Painter Allison Renshaw's work was recently exhibited in the "Here Not There", exhibition at the MCASD in La Jolla, California. "Here Not There" was a mash up more than fifty San Diego Artists, emerging and submerging through the galleries, hallways, terraces,vestibules, nooks and crannies of San Diego's oldest Museum devoted to contemporary art.

American artist Ad Reinhardt (1913-1967) famously quipped that “Sculpture is something you bump into when you back up to look at a painting". Indeed as I was backing up to try to get a gander at one of Ms. Renshaw's large mixed media works, I just about knocked over one of Jeff Irwin's white ceramic animals on a pedestal! Her work needed much more viewing space than was provided, and Jeff's animals needed free range.

Sugar Kisses 48 x 96, 2010

No Painting when the surf's up.

On a recent visit to Alison's wonderland studio above Moonlight Beach in Encinitas,California we discussed the local arts scene, art-geek technical problems, surf culture, teaching and problems with painting

Playing e-mail tag, trying to set up a studio visit, one of her responses was that she was in the studio most Mondays and Wednesdays, unless the surf was up. I thought, now here is a woman with priorities!
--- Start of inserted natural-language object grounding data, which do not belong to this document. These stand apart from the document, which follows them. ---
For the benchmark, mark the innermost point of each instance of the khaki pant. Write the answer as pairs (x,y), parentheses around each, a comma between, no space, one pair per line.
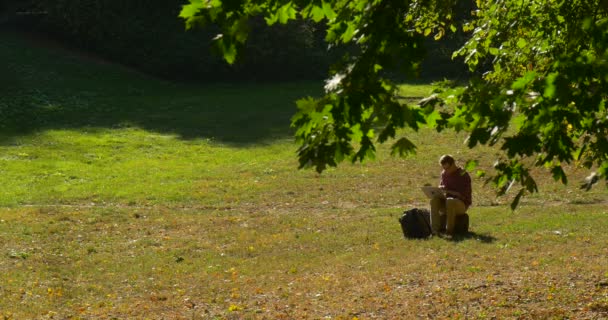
(450,207)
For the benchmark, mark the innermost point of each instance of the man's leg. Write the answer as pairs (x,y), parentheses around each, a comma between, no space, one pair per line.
(437,208)
(453,207)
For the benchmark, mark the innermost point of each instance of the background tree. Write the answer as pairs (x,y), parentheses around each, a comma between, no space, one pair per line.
(538,90)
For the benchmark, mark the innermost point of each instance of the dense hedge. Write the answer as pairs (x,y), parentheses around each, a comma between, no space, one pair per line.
(148,35)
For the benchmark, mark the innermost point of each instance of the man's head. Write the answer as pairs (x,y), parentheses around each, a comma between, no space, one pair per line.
(447,163)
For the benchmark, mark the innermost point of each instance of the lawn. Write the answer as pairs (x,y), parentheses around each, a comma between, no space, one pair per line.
(127,197)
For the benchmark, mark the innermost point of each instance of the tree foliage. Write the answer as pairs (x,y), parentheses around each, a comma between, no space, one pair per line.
(538,90)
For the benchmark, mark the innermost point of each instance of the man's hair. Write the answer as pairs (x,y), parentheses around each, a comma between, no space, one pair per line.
(446,158)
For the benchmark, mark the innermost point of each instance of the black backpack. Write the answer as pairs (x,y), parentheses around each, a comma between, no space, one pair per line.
(416,223)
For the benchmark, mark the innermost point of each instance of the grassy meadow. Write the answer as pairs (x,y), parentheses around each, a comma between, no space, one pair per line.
(128,197)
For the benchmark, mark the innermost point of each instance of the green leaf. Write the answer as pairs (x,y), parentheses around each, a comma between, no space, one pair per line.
(329,12)
(286,12)
(317,13)
(550,85)
(521,43)
(349,33)
(522,82)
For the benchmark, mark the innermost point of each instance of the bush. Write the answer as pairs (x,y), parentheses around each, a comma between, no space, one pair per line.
(149,36)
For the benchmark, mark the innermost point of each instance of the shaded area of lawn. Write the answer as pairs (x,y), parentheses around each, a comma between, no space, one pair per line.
(44,87)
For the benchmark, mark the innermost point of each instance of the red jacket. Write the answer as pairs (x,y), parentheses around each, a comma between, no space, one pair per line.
(459,181)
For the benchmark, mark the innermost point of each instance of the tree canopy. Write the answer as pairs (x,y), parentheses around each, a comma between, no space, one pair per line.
(538,86)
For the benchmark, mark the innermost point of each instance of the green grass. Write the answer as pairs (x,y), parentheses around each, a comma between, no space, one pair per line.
(123,196)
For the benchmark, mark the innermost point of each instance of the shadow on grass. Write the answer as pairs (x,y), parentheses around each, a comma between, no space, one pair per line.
(473,236)
(239,115)
(44,88)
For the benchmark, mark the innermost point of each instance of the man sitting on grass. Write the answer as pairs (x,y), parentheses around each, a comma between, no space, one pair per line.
(456,184)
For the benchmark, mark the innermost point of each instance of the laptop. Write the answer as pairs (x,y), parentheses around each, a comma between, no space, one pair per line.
(432,192)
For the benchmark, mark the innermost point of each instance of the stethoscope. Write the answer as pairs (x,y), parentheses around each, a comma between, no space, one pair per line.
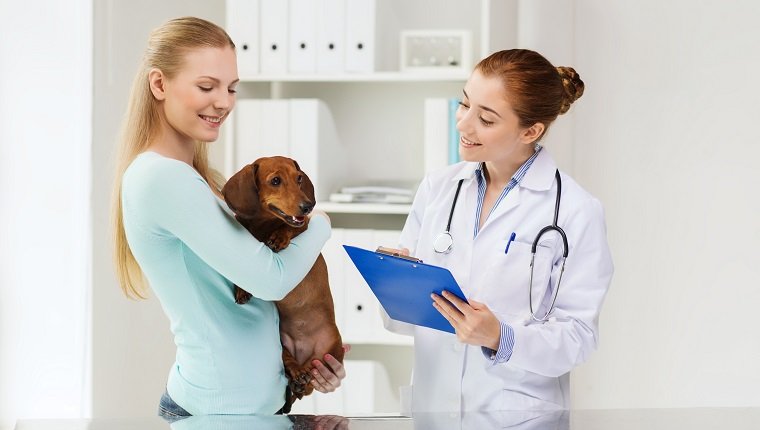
(444,242)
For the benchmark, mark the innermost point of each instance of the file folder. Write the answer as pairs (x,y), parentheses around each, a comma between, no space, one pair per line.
(403,286)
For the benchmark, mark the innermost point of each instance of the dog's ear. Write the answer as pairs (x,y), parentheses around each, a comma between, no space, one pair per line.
(241,192)
(306,186)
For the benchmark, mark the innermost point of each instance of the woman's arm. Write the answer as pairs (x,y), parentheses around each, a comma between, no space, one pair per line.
(171,200)
(566,340)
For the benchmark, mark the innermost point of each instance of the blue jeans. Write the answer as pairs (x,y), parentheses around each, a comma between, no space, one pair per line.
(171,411)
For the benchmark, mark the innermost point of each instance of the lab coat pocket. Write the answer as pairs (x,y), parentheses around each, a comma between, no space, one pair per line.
(505,285)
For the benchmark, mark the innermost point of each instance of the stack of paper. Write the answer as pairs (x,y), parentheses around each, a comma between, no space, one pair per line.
(373,194)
Being a devoted surfer, mother of a two year old, partner with her husband in a speculative
green housing business, AND painter is a full time balancing act.

All Action

Writing for Artnews in 1952, American arts critic Harold Rosenberg
coined the term "American Action Painters". What he recognized in the paintings being made at that time by artists Franz Kline, Jackson Pollock, Willem DeKooning, Philip Guston, Lee Krasner et all, was the "struggle" to make the work, and the painting was a residue of that action and struggle.

When I mentioned the affinity of her work to the action painter's, Allison remarked, that early in her master's work at The Maryland Institute College of Art, that her work was heavily influenced by the spattering, dripping and general lashing out at the canvas of the masters of splash and dash. She dropped that work, for a pursuit of a more "benign" abstraction. That body of work began to sell well. Looking at some pieces from that period, they are painterly, tasteful and unremarkable. Although she cannot recall exactly the "a-hah!" moment, that would lead to the current body of work, she does acknowledge the new urgency in the work, that was also in her previous explorations of action painting.

Cool Pop

What sets this work apart from the modernist AB EX painters, is the inclusion of popular culture in the form of collaged imagery. Cut from fashion, sports and surf magazines, and pasted onto the painted surface, these bits of our material culture, serve as anchor points for explosions of color washes, fluorescent spray dots, and anime-esque line , creating a "wipeout" of formal invention.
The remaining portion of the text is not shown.